ITALIA, SVIZZERA 2026
Fernanda Wittgens entra a Brera nel 1928 e in pochi anni diventa direttrice della Pinacoteca. Coraggiosa e visionaria, durante la guerra salva le opere d’arte dai bombardamenti, aiuta perseguitati politici e famiglie ebree a fuggire dal regime e, per il suo impegno antifascista, viene incarcerata. Dopo la Liberazione ricostruisce Brera e difende un’idea di museo aperto e accessibile a tutti.
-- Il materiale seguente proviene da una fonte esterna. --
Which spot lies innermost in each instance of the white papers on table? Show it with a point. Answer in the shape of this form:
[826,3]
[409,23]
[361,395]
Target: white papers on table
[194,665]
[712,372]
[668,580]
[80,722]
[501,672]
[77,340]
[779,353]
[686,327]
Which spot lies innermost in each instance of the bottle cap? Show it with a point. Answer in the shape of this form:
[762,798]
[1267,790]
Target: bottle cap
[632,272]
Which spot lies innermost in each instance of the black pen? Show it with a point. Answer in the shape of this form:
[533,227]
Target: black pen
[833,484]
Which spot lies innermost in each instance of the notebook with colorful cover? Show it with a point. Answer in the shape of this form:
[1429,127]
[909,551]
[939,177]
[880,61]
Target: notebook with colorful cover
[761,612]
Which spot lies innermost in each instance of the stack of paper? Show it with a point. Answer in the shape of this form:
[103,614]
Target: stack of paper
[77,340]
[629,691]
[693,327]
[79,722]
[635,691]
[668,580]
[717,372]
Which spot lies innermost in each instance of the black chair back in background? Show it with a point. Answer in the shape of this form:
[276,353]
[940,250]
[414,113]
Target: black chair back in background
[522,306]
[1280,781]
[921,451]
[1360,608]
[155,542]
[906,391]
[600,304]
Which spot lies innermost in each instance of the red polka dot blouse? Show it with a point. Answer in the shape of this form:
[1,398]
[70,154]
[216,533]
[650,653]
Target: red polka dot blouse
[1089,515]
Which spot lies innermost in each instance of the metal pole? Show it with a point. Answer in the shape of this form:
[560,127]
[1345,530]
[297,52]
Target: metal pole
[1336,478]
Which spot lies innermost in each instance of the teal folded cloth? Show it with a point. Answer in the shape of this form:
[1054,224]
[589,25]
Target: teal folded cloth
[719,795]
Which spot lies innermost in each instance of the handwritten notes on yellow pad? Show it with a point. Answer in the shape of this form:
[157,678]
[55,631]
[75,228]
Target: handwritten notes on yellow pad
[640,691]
Nonostante il valore pionieristico della sua opera, dopo la morte viene dimenticata. Da questa assenza nasce il dispositivo del film: attraverso l’attrice Sara Drago, che dà voce e corpo alle sue lettere, e la storica dell’arte Giovanna Ginex, i registi costruiscono uno spazio collaborativo in cui memoria, interpretazione e presente si intrecciano. Fernanda, pur invisibile, diventa una presenza viva.
SCHEDA FILM

Regia: Francesco Clerici, Mattia Colombo

Attori: Sara Drago, Giovanna Ginex

Sceneggiatura: Francesco Clerici, Mattia Colombo, Eleonora Mazzoni - collaborazione, Laura Sudiro - collaborazione, Giulia Cosentino - collaborazione

Fotografia: Timon De Graaf Boele, Jacopo Loiodice - collaborazione

Musiche: Alexander Maurer, Luca Fois - collaborazione

Montaggio: Serena Pighi, Ilaria Fraioli - collaborazione

Scenografia: Alessandra Alberello Conti

Durata: 93

Colore: C

Produzione: Marco Malfi Chindemi, Laura Romano

NOTE
- NOTTI VENEZIANE ALLA 23. EDIZIONE DELLE 'GIORNATE DEGLI AUTORI' (VENEZIA 2026).